Statistics and Market Data about Shipbuilding
In this section, Statista presents the most relevant and up-to-date facts relating to the manufacture of ships. The major categories in this industry cover passenger ships, tankers and dry cargo ships, including container vessels.
Worldwide, the biggest passenger ships in service are the Oasis class vessels operated by Royal Caribbean International, the second-largest cruise line company globally. The billion-dollar cruise ships ‘Allure of the Seas’ and ‘Oasis of the Seas’ were built between 2006 and 2009 by STX Europe.
The biggest freight ships in service can be divided into Supertankers and Ultra Large Container Vessels (ULCV). While Supertankers include the group of Very Large Crude Carriers (VLCC) and Ultra Large Crude Carriers (ULCC), Ultra Large Container Vessels include the subcategory of Triple E container vessels. In 2011, South Korea’s Daewoo Shipbuilding received contracts to build 20 such ships for Denmark’s Maersk, the second largest container shipper worldwide.
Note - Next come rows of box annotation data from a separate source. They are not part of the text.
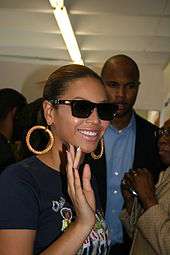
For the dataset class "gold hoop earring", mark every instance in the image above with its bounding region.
[91,138,104,160]
[26,125,54,155]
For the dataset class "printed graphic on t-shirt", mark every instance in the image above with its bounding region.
[52,197,110,255]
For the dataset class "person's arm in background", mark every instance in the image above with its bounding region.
[123,169,170,255]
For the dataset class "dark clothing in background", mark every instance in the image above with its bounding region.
[0,133,16,174]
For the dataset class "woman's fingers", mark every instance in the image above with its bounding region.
[66,151,75,198]
[73,147,82,169]
[83,164,95,211]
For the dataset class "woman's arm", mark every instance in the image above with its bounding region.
[0,146,95,255]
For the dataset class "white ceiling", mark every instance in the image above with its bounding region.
[0,0,170,69]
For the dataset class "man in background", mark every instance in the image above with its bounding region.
[87,55,165,255]
[0,88,27,173]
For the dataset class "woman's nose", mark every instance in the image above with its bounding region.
[87,108,100,123]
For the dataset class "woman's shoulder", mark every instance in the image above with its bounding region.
[0,156,39,180]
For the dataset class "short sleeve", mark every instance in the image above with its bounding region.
[0,165,39,229]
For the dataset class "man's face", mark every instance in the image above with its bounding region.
[158,119,170,166]
[103,63,140,117]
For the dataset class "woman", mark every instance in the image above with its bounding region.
[0,65,114,255]
[121,119,170,255]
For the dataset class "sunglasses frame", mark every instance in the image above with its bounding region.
[50,99,117,121]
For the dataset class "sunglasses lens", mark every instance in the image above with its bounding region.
[71,100,94,118]
[97,103,117,120]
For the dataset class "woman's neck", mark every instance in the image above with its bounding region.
[37,145,66,172]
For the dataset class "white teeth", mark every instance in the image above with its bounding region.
[80,130,97,136]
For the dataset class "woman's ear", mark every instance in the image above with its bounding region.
[43,100,54,126]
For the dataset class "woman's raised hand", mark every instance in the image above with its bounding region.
[66,145,96,227]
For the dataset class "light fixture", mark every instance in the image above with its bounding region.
[49,0,84,65]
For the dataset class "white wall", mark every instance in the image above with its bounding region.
[0,61,166,110]
[160,64,170,126]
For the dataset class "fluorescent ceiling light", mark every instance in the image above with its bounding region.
[49,0,84,65]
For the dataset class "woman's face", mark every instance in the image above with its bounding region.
[44,77,109,153]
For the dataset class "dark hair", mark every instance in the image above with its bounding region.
[14,98,48,159]
[43,64,103,100]
[101,54,140,80]
[0,88,27,120]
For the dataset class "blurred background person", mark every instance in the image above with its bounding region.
[0,88,27,173]
[121,119,170,255]
[85,54,162,255]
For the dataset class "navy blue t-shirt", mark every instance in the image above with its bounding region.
[0,156,109,255]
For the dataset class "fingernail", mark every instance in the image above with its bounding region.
[77,146,80,151]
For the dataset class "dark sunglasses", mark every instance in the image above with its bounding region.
[155,128,170,137]
[50,99,118,120]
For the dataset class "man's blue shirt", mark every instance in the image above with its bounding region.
[104,114,136,245]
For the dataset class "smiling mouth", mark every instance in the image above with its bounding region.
[79,130,99,141]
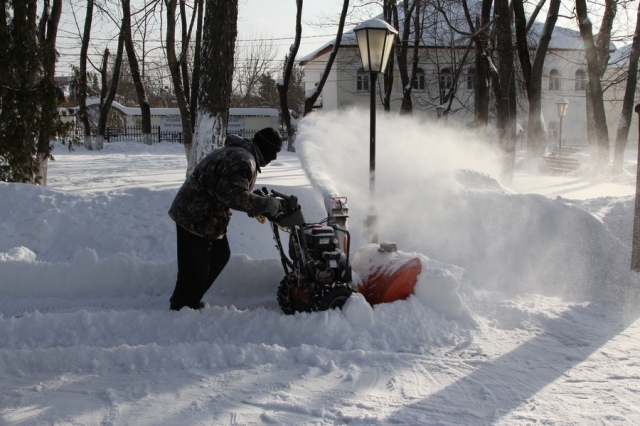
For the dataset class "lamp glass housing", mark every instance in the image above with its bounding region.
[354,19,398,73]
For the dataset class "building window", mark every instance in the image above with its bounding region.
[413,68,426,92]
[467,68,476,90]
[356,68,371,92]
[576,70,587,92]
[549,70,560,90]
[440,68,453,102]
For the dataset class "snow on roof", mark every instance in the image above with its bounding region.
[298,2,616,65]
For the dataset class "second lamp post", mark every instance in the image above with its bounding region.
[353,19,398,243]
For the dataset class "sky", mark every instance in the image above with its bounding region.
[56,0,342,75]
[0,110,640,425]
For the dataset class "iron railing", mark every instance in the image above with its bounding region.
[75,126,268,143]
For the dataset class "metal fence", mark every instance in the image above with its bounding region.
[104,126,182,143]
[547,138,589,150]
[76,126,268,143]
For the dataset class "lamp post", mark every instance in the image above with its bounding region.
[556,98,569,157]
[353,19,398,243]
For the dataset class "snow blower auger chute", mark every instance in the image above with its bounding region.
[254,188,422,315]
[254,188,355,315]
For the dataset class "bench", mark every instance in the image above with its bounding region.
[542,155,580,173]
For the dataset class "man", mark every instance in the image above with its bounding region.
[169,127,282,311]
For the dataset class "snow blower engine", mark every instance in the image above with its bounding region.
[254,188,354,315]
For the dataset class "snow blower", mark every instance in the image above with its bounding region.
[254,188,354,315]
[254,188,422,315]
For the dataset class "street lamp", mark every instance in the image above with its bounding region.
[556,98,569,157]
[353,19,398,243]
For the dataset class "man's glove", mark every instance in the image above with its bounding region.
[264,197,282,217]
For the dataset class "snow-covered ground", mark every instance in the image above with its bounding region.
[0,112,640,425]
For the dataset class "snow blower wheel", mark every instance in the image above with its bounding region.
[278,277,296,315]
[311,283,353,311]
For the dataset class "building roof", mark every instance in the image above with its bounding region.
[298,2,616,66]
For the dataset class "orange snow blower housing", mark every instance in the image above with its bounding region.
[352,243,422,305]
[325,196,422,305]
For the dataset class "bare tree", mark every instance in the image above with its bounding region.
[382,0,398,112]
[232,35,278,108]
[277,0,302,152]
[187,0,204,131]
[613,1,640,172]
[120,0,151,145]
[96,31,124,149]
[303,0,349,116]
[493,0,517,184]
[187,0,238,175]
[77,0,93,149]
[392,1,424,114]
[462,0,497,128]
[512,0,560,157]
[165,0,196,158]
[576,0,615,165]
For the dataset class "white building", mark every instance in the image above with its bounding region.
[299,6,638,150]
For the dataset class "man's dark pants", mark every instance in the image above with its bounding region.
[171,225,231,310]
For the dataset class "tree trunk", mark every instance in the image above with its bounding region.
[96,32,124,149]
[576,0,610,165]
[382,0,398,112]
[78,0,93,150]
[276,0,302,152]
[187,0,238,175]
[400,1,420,114]
[120,0,152,145]
[166,0,193,156]
[495,0,516,185]
[189,0,204,138]
[513,0,560,157]
[36,0,62,186]
[462,0,493,129]
[302,0,349,116]
[613,2,640,173]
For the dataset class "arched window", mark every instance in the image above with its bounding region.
[413,68,426,92]
[440,68,453,102]
[356,68,371,92]
[549,70,560,90]
[576,70,587,92]
[467,68,476,90]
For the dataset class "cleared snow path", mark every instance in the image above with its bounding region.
[0,117,640,425]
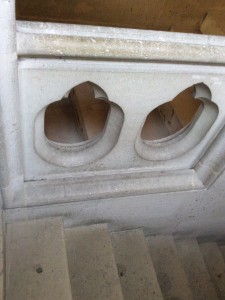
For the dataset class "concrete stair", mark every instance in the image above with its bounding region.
[4,217,225,300]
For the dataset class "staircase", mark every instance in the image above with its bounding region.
[5,217,225,300]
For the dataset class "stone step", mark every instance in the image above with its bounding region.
[111,229,163,300]
[146,236,193,300]
[199,242,225,300]
[65,224,123,300]
[176,239,218,300]
[6,218,72,300]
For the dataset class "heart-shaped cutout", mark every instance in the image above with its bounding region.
[44,82,110,144]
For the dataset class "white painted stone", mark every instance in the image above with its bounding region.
[147,236,193,300]
[176,239,218,300]
[199,242,225,299]
[111,229,163,300]
[65,224,123,300]
[6,218,72,300]
[219,245,225,260]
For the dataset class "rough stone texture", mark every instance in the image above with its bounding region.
[65,225,123,300]
[6,218,72,300]
[111,229,163,300]
[199,243,225,300]
[176,239,218,300]
[200,11,225,35]
[147,236,193,300]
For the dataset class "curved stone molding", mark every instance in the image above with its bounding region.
[17,21,225,64]
[34,83,124,167]
[135,83,218,161]
[194,124,225,188]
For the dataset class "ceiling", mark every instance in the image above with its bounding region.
[17,0,225,34]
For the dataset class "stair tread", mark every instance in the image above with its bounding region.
[176,239,218,300]
[199,242,225,300]
[65,224,123,300]
[111,229,163,300]
[146,236,193,300]
[6,218,72,300]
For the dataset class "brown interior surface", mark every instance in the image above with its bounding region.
[45,82,110,144]
[141,87,201,141]
[16,0,225,34]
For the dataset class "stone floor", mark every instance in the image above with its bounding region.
[3,217,225,300]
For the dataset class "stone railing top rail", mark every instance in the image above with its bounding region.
[17,21,225,65]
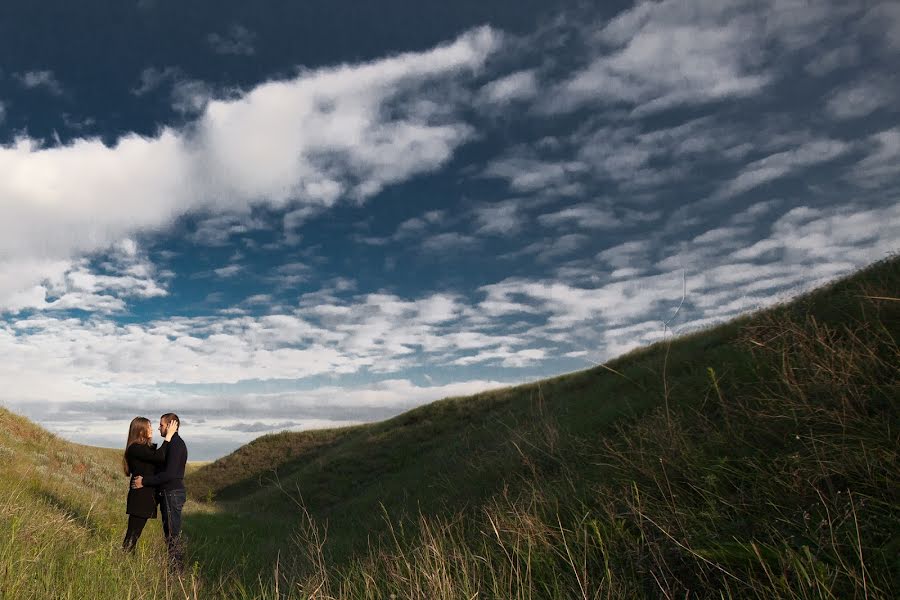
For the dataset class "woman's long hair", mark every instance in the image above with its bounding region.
[122,417,153,477]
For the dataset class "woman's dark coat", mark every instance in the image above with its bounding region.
[125,443,166,519]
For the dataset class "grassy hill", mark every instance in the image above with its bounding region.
[0,258,900,600]
[0,408,198,600]
[187,258,900,598]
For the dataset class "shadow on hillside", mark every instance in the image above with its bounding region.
[183,509,293,583]
[33,487,102,535]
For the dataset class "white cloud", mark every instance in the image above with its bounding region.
[544,0,769,112]
[825,78,897,120]
[479,69,538,105]
[422,231,479,252]
[850,127,900,188]
[474,198,526,235]
[14,71,63,96]
[484,156,587,192]
[0,28,498,309]
[718,139,850,198]
[213,265,244,279]
[806,44,860,77]
[538,203,622,229]
[206,24,256,56]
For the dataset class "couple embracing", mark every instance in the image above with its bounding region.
[122,413,187,572]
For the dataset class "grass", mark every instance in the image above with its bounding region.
[0,258,900,599]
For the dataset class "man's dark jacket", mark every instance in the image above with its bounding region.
[125,444,166,519]
[142,433,187,492]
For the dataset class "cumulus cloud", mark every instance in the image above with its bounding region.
[14,71,63,96]
[479,69,538,106]
[0,28,498,307]
[718,139,850,198]
[544,1,770,112]
[206,24,256,56]
[825,78,898,120]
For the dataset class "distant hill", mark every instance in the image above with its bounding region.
[188,257,900,597]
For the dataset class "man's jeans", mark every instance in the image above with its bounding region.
[159,490,186,572]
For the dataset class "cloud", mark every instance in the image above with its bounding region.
[187,213,267,246]
[850,127,900,188]
[718,139,850,198]
[213,265,244,279]
[543,1,770,112]
[206,24,256,56]
[825,78,898,120]
[0,28,498,309]
[422,231,479,252]
[473,198,527,236]
[805,43,860,77]
[483,156,587,193]
[479,69,538,106]
[13,71,63,96]
[538,203,622,229]
[19,379,517,460]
Triple-E stands for "energy efficient", "economies of scale" and "environmentally improved". The 400 meter-long Triple E megahaulers are widely regarded as the most efficient container ships per twenty-foot equivalent of cargo. The MSC Oscar and the CSCL Globe are two of the world's largest container ships. They were constructed by DSME and Hyundai Heavy Industries of South Korea.
China, South Korea and Japan are the world’s main shipbuilding nations. Globally, the leading shipyards include Japan’s Mitsubishi Heavy Industries, China’s Shanghai Waigaoqiao and South Korea’s Hyundai Heavy Industries.